Fr. Kevin O’Higgins SJ – From Paraguay to Ballymun
Kevin O’Higgins, SJ was born in Dublin. He was inspired to join the Jesuits by the American Jesuit Daniel Berrigan. ““I had never met a priest like that in Ireland”, he says. ““I wasn’t drawn to the Irish model of priesthood which I had grown up with, so Berrigan was the model of priesthood which led me to the Jesuits.” Fr. O’Higgins felt drawn to missionary work in South America which led him to move to Paraguay in 1986. ““My own instinct, long before I joined the Jesuits, was that Christianity is about action, about living a certain way.” This was an important part of the Jesuit philosophy when Fr. O’Higgins joined and he still finds it to be so.
By the 1970s and 1980s, liberation theology was gaining strength in South America and conflict ran high between the Church and the military governments it was opposed to.
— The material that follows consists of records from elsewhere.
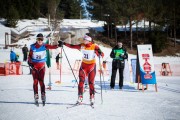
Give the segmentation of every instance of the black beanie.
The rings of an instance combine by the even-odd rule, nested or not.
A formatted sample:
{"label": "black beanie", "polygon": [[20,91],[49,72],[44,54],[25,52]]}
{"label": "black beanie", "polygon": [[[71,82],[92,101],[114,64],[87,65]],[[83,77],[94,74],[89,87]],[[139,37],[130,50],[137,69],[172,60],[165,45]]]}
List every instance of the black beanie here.
{"label": "black beanie", "polygon": [[119,39],[119,40],[117,40],[117,43],[118,43],[118,42],[121,42],[121,43],[122,43],[122,40]]}
{"label": "black beanie", "polygon": [[36,37],[37,38],[43,38],[43,34],[39,33]]}

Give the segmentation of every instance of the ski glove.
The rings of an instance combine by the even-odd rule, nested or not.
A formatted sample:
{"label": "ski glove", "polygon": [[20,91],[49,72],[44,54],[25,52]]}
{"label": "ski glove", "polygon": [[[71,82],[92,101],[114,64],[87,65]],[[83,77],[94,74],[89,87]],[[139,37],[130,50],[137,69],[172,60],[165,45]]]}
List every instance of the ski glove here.
{"label": "ski glove", "polygon": [[102,57],[104,57],[104,53],[100,49],[98,49],[98,54],[99,56],[101,55]]}
{"label": "ski glove", "polygon": [[64,42],[63,41],[58,41],[58,46],[59,47],[62,47],[64,45]]}
{"label": "ski glove", "polygon": [[34,68],[34,65],[32,64],[32,62],[29,62],[29,61],[28,61],[28,65],[29,65],[29,67],[30,67],[31,69]]}

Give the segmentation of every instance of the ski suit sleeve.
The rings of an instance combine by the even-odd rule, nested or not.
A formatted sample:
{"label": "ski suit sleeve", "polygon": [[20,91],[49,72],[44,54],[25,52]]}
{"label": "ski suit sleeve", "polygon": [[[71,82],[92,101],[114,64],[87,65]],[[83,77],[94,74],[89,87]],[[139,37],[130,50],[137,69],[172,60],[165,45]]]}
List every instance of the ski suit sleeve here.
{"label": "ski suit sleeve", "polygon": [[81,49],[81,44],[78,45],[72,45],[72,44],[68,44],[68,43],[64,43],[65,46],[69,47],[69,48],[73,48],[73,49]]}
{"label": "ski suit sleeve", "polygon": [[101,51],[101,49],[97,45],[95,46],[95,53],[96,53],[97,56],[104,57],[104,53]]}
{"label": "ski suit sleeve", "polygon": [[58,48],[57,45],[49,45],[49,44],[45,44],[45,47],[46,47],[46,49],[56,49],[56,48]]}

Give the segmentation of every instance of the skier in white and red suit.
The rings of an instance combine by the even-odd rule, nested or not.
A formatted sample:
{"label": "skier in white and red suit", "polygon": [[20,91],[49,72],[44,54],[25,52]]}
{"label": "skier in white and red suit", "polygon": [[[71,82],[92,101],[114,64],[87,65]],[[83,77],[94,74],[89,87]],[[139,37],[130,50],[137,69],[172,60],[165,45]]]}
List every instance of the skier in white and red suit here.
{"label": "skier in white and red suit", "polygon": [[94,78],[96,75],[96,59],[97,56],[104,57],[104,53],[101,51],[98,45],[94,44],[92,38],[88,35],[85,35],[83,42],[78,45],[72,45],[59,41],[59,45],[65,45],[70,48],[78,49],[82,52],[82,63],[79,69],[79,85],[78,85],[78,102],[82,103],[83,100],[83,91],[84,91],[84,82],[86,77],[88,78],[89,89],[90,89],[90,102],[94,102]]}
{"label": "skier in white and red suit", "polygon": [[45,63],[46,63],[46,50],[56,49],[58,45],[49,45],[43,43],[43,34],[39,33],[36,36],[36,43],[30,46],[30,52],[28,56],[28,64],[32,69],[32,76],[34,79],[33,89],[34,98],[38,99],[38,82],[41,86],[41,99],[45,101],[45,85],[44,85],[44,75],[45,75]]}

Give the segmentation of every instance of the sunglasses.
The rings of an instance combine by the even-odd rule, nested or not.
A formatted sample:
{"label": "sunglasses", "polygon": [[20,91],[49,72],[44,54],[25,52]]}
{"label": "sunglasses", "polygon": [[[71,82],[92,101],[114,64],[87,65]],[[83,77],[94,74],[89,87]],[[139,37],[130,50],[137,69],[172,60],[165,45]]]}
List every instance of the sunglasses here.
{"label": "sunglasses", "polygon": [[43,41],[43,39],[41,39],[41,38],[37,38],[37,41]]}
Many priests and religious people were assassinated for voicing their opposition to such oppressive regimes, including Archbishop Romero of El Salvador. In the early 1980s, Fr. O’Higgins and his colleagues were sent to Paraguay to fill the gap left by a group of Spanish Jesuits who had been expelled for challenging the government’s stance on human rights and civil liberties.
Fr. O’Higgins arrived in Asuncion in 1986 with the late Fr. Brendan Rumley. The two were threatened with expulsion on their very first day because of the order’s association with liberation theology and communism. However, the issue was resolved and they were allowed to remain. Moving to Asuncion was a challenge for Fr. O’Higgins as it meant a complete separation from his family and friends and even his native language. Even though parting was difficult, Kevin soon found his feet. ““Within days, I was making new friends and settling in. To me that was the clearest indication that I was where God wanted me to be.” He was involved in the foundation of the Instituto Superior de Estudios Humanisticos y Filosoficos which was incredibly exciting for him; it was a chance to create a university based on Jesuit ideals of social justice and free from corruption. He described it as ““getting all of my Christmasses at once!” Bilingual communication (Guarani to Spanish) at the Institute was very important. Fr. O’Higgins became aware of how different it was ““not only to speak in a different language, but to think in a different language.” Fr. O’Higgins worked with the Institute for the best part of ten years.
During his time in Paraguay, Kevin lived with the Jesuit students in the slums or barrios of Asuncion. At times, the poverty of his friends and neighbours seemed almost overwhelming. Witnessing people coping with tragedies and heartbreak was a humbling experience. Fr. O’Higgins came to realize that the faith of the disadvantaged is a truly miraculous entity, because it is tried and tested every day. ““I’ve found that those with faith have a faith which you will never experience anywhere else; it’s a true faith, a Gospel faith.” He found that religion in Paraguay had a strong emphasis on practice rather than belief. People formed their own communities, and took an active role in preparing themselves and their children for various Christian rites. These communities strived to make the basic Christian community something which impacted life outside of the four walls of a church building. Liberation theology in Paraguay, however, was at odds with the right-wing military dictatorship, lead by Alfredo Stroessner. Assassinations and disappearances were common occurrences and Kevin and his colleagues were told to write a will.
Stroessner’s dictatorship fell in 1989 and with it came changes. ““The big change was that there was suddenly freedom to talk,” says Fr. O’Higgins. During the former regime, the police would interfere with the work of the Jesuits and arrest people on false accusations. With the new government, the police began to be seen as people trying to uphold the law rather than breaking it. In 2008, a former Bishop, Fernando Lugo ran for President in Paraguay and won! His election ended 60 years of conservative rule and it is a sign of definite progress.
Fr. O’Higgins returned to Ireland in 2000 and currently works with the JUST programme in Ballymun. He states that he is ““as much a missionary in Dublin as [he] ever was in Paraguay.” His experience in South America has made him much more aware of the different cultures which exist in Dublin, particularly the deep cultural divide. JUST (Jesuit University Support and Training) was founded in 2005 to help bridge this gap. It aims to support students from Ballymun who wish to pursue third level education. They not only face financial barriers to education, but also social and cultural ones. Fr. O’Higgins was ““shocked to learn that only 2-3% of people in Ballymun were going on to third level education, whereas in other parts of Dublin third level participation was 90%.” There are currently over 100 students enrolled with JUST learning the skills to enable them to study at university level. Fr. O’Higgins’ values his work with JUST in Ballymun as much as his experience in Paraguay. ““I regard the work I’m doing now in Ballymun as the most enjoyable and fulfilling work I’ve ever done. It’s tremendously satisfying, and is very similar to what I experienced in Paraguay.”